In other words, it will be in the form of a do-while type loop as shown below.

j = 0
do {
    body

    j += 64
} while (j < r);

Also, than the shape above

j = r
do {
    body

    j -= 64
} while(j > 0);

I think the form is better. The point is that the latter reduces the number of accesses to r. (As a bonus, the number of operations is reduced by one. The former was twice j + 64 and j --r, but the latter is once j --64.)

j = 0
do {
    body

    j += 64
} while (j < r);  <-Read r here every time


j = r <-Only once here
do {
    body

    j -= 64
} while(j > 0);

Variables with low access frequency have little effect even if they are placed in a slow place, so they can be saved in memory or by the method introduced last time. Then, the saved registers and accumulators can be effectively used in the loop body, which indirectly leads to performance improvement. Write i-loop in the same way.

Software pipelining

I thought about doing software pipelining, which I mentioned last time, but I haven't done it because I've run out of exclusive control, which will be described later.

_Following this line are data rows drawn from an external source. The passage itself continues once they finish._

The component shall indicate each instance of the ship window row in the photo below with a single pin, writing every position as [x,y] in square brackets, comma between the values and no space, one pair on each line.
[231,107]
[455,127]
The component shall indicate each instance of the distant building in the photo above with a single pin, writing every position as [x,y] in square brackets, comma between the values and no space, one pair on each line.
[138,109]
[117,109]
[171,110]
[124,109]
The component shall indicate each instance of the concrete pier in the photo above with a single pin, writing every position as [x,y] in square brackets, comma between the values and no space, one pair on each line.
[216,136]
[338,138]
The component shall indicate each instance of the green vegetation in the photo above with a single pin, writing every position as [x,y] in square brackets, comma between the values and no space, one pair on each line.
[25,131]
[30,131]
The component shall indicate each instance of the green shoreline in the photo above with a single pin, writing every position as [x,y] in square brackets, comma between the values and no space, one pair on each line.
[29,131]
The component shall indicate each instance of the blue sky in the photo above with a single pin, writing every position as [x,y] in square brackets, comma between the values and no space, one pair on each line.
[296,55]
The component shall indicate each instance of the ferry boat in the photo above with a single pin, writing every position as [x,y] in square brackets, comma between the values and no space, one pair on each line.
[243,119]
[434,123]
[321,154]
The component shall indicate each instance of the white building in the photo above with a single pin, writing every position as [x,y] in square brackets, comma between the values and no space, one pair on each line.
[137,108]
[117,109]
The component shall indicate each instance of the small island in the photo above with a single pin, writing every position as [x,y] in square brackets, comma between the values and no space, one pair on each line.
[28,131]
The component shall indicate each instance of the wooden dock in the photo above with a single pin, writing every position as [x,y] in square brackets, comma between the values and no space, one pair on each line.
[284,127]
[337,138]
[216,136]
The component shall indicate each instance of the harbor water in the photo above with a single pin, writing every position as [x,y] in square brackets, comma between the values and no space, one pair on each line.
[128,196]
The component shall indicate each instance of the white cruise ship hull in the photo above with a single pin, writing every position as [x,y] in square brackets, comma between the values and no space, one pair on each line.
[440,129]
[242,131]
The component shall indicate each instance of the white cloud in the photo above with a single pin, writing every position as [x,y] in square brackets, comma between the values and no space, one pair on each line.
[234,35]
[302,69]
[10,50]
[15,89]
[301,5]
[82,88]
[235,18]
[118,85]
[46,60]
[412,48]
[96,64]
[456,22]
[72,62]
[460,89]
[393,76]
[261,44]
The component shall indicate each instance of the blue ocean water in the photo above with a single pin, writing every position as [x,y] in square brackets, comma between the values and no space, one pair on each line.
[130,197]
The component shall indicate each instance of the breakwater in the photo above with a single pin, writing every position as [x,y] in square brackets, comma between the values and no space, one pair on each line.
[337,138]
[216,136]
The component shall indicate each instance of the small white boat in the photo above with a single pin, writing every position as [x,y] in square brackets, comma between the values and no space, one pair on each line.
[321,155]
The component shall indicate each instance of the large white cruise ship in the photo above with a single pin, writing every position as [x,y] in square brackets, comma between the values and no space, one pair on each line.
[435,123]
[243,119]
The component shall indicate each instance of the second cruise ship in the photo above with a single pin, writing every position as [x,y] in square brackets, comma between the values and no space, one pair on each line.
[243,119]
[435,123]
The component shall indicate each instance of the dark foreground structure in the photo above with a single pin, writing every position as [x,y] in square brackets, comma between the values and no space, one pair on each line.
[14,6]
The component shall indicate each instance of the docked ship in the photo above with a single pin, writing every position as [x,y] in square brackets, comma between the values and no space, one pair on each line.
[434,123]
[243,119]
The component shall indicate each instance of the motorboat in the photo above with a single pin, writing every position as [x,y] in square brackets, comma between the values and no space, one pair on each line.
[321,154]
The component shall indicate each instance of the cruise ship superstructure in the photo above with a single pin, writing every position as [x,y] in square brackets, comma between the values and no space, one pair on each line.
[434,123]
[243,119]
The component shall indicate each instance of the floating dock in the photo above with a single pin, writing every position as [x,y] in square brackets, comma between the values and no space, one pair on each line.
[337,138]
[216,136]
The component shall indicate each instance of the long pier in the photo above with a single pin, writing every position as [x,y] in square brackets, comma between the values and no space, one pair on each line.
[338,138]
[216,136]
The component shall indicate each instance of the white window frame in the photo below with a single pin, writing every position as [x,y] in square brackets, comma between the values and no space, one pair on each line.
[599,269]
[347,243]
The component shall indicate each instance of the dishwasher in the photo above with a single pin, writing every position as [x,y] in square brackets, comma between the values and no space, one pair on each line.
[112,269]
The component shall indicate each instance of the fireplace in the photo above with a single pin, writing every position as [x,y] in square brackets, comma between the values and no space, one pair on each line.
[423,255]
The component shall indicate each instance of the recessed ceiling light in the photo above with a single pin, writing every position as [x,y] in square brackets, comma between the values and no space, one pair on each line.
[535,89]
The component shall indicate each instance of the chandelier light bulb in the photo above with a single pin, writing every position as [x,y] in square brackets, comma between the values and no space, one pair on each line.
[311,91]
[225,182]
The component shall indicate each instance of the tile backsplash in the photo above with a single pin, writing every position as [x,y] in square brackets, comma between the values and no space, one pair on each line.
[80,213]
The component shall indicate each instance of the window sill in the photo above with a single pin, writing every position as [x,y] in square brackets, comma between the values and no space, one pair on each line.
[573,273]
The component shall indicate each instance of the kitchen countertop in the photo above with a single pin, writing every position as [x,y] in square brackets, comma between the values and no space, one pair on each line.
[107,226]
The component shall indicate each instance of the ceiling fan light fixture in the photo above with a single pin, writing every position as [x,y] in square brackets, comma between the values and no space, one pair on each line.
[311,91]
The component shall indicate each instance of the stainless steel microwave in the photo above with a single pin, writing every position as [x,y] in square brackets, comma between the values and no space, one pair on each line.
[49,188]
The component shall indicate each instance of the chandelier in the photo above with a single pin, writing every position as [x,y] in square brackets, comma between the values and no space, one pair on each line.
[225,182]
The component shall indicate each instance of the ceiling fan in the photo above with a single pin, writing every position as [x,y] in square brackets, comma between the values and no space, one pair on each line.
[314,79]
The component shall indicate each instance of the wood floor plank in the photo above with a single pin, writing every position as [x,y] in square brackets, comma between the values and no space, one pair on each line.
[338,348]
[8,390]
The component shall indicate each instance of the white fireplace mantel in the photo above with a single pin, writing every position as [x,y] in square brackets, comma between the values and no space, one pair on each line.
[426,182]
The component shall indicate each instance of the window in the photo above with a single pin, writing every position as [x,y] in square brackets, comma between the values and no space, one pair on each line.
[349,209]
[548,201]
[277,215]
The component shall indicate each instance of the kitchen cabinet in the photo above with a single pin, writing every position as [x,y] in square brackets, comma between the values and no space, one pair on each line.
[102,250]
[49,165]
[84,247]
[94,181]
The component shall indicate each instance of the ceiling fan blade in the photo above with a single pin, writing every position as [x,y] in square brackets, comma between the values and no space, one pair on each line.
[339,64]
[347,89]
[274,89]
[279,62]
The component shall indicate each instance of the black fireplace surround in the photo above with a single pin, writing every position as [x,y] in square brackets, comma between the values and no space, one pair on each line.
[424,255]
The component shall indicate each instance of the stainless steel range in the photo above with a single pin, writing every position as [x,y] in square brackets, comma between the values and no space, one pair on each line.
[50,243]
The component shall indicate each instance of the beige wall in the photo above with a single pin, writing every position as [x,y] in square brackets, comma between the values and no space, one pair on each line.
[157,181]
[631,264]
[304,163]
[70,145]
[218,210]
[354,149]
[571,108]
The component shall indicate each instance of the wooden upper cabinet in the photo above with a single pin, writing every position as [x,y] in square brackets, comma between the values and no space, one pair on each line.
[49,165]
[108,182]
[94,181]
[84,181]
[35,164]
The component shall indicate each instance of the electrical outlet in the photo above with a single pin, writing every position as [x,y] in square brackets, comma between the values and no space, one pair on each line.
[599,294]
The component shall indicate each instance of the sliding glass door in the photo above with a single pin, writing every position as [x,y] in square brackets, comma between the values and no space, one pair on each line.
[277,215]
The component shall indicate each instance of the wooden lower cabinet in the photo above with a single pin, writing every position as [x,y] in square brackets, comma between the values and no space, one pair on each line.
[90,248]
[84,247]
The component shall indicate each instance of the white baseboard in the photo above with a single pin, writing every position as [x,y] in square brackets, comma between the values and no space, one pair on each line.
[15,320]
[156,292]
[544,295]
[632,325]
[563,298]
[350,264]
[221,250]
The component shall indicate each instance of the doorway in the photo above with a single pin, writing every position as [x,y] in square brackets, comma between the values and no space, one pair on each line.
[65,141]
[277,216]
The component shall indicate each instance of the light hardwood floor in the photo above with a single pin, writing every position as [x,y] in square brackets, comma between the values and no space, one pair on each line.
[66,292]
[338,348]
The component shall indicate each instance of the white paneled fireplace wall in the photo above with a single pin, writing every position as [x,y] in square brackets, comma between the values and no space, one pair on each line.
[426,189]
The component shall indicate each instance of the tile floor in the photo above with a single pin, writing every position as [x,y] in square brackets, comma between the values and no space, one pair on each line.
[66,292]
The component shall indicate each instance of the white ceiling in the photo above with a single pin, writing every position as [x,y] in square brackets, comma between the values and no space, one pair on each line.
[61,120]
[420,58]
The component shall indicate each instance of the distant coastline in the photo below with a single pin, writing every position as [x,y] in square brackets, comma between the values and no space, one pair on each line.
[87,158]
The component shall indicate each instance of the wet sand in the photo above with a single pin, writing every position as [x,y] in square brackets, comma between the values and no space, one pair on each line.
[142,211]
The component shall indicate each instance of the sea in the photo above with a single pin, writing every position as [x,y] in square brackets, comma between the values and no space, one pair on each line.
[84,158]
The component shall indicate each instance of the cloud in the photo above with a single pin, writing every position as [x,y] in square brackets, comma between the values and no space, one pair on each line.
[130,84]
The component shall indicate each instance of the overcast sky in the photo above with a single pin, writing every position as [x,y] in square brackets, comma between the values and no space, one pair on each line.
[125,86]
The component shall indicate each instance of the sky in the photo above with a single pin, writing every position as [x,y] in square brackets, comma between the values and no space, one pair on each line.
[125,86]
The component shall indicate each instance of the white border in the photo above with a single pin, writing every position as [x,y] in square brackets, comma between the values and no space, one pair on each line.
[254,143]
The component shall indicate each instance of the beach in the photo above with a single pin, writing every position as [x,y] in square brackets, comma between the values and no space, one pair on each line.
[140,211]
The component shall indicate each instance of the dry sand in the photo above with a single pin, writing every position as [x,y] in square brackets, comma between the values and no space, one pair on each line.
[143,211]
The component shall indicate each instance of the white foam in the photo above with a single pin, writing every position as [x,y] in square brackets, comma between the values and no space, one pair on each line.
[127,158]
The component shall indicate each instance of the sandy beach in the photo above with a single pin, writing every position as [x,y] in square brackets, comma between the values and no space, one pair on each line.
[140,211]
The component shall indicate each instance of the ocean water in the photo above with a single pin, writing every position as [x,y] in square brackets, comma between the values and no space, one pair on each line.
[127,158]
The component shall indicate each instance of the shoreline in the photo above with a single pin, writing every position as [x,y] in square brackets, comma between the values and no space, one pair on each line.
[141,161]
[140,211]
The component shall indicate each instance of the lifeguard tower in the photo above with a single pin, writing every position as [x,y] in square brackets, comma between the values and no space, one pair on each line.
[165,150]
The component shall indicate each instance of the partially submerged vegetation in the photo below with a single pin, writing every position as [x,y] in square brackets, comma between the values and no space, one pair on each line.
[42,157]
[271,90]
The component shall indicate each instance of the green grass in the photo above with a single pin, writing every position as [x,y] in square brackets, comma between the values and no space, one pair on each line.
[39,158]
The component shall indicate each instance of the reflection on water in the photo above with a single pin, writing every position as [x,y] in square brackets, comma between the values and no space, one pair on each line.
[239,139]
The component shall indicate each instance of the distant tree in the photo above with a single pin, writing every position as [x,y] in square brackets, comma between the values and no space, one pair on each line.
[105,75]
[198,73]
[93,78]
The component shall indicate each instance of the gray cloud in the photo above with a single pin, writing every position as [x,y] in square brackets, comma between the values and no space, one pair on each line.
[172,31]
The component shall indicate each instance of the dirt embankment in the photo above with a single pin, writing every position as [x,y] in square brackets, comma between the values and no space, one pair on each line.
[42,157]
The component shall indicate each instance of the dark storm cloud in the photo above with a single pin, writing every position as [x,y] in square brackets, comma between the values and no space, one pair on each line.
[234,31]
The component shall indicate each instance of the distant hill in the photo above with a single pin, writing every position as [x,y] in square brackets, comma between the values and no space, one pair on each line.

I will explain what I tried to do. If you write this program in pseudo code, it will be as follows. As I explained last time, I add the 16x16 matrix in 4 steps, but there is time to do no calculation at the point where the 4th block is transferred to the host.

for (j) {

Address calculation and cache initialization

    k-The part that protrudes forward from the loop
    for (k) {
Calculate the product of the vectors of A and B
    }
While loading the first block, k-Calculate the amount that protrudes behind the loop
Load the second block and calculate the first block
Calculate the second block while storing the first block and loading the third block
Calculate the 3rd block while storing the 2nd block and loading the 4th block
Calculate the 4th block while storing the 3rd block
Store the 4th block<-I haven't calculated anything!

Conditional branch(Go back to the beginning or break out of the loop)
}

In order to fill such waiting time (latency), the operation of bringing in instructions from the next iteration is called software pipelining. In some cases, you may bring it from the next and subsequent iterations. VideoCore IV does not (probably) perform out-of-order execution of instructions like expensive GPUs, so I think this kind of effort is important.

path17806.png

Of course, latency can also be hidden by making it multithreaded. It's a warp in NVIDIA GPU. VideoCore IV QPU can run 2 threads at the same time.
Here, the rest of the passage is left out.